The default IdConv uses ObjectSpace._id2ref to retrieve remote objects.
Without some reference to these objects your remote processes may be
left hanging even immediately after object creation. TimerIdConv ages
objects and allows them to expire N minutes after the last access.

class DatabaseProxy
  include DRbUndumped

  def exec(q, *methods)
      a = Array.new(10000)
      STDERR.puts "Created #{a.object_id}"; STDERR.flush
      ObjectSpace::define_finalizer(a, proc {|id|
        STDERR.puts "Finalizer #{id}"; STDERR.flush
      })

This is the wrong way to define a finalizer. The proc must be created
outside of where self exists, otherwise the block holds onto self, and
self can never be gc'd. (This is a big gotcha! Understanding why this
is wrong took me quite some time to figure out.)

      a
  end
  def gc
      GC.start
  end

end

STDERR.sync = true

class DBProxy

  @@finalizer = proc do |id|
    STDERR.puts "Finalizing #{id}"
  }

  def exec(q, *methods)
    a = Array.new(10000)

    STDERR.puts "Created #{a.object_id}"

    ObjectSpace.define_finalizer a, @@finalizer

    return a
  end

end

DRb.start_service("drbunix:/tmp/testdrb", Server.new)
DRb.thread.join
### end of server.rb

And the client:

require 'drb'

DRb.start_service
b = DRbObject.new(nil, "drbunix://tmp/testdrb").pgproxy
100.times do
  a = b.exec('aa')
end
b.gc
### end of client.rb

If I run them I don't see any garbage collection going on in the
server process, and the process size grows considerably.
Who is holding references to these arrays ?

To answer again, the finalizer is.

Defining a finalizer where you have a reference to the object you want
to finalize creates a circular reference which prevents the finalizer
from working. You must declare your finalizer in its own scope.
Either creating a static finalizer or by invoking a method that will
create one for you will allow your finalizer to work correctly.

···

Han Holl (han.holl@pobox.com) wrote:

--
Eric Hodel - drbrain@segment7.net - http://segment7.net
All messages signed with fingerprint:
FEC2 57F1 D465 EB15 5D6E 7C11 332A 551C 796C 9F04

Eric Hodel <drbrain@segment7.net> wrote in message news:<20040707063932.GA5027@segment7.net>...

This is very, very unsafe. Your DatabaseProxy may destroy itself at any
time, since the reference is pulled out of ObjectSpace. You probably
want to use TimerIdConv instead of the default DRbIdConv.

[ cut ]
Ah, yes. I see that now. Thanks for pointing that out.
I think the solution in this case can be to make the proxy a Singleton, and
return DatabaseProxy.instance instead.

> a = Array.new(10000)
> STDERR.puts "Created #{a.object id}"; STDERR.flush
> ObjectSpace::define finalizer(a, proc {|id|
> STDERR.puts "Finalizer #{id}"; STDERR.flush
> })

This is the wrong way to define a finalizer. The proc must be created
outside of where self exists, otherwise the block holds onto self, and
self can never be gc'd. (This is a big gotcha! Understanding why this
is wrong took me quite some time to figure out.)
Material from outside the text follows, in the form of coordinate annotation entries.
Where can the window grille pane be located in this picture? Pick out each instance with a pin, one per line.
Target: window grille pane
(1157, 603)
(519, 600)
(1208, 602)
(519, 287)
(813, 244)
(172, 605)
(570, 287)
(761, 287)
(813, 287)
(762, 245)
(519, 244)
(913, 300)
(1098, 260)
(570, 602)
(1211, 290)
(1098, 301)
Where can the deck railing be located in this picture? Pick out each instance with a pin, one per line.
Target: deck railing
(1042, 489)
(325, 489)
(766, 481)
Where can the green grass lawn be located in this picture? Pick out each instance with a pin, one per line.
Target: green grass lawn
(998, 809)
Ok, this example works fine now. My original problem was that large
returned datasets didn't seem to get garbage collected, and only _after_
that I put the finalizer thing in, and then I simplified the server to the
above silly thing.
I'll go and recheck the original now, which is too large and too convoluted
to post in a message.

Thanks a lot for your help,

Han Holl

(and somehow STDERR.sync doesn't quite work for me).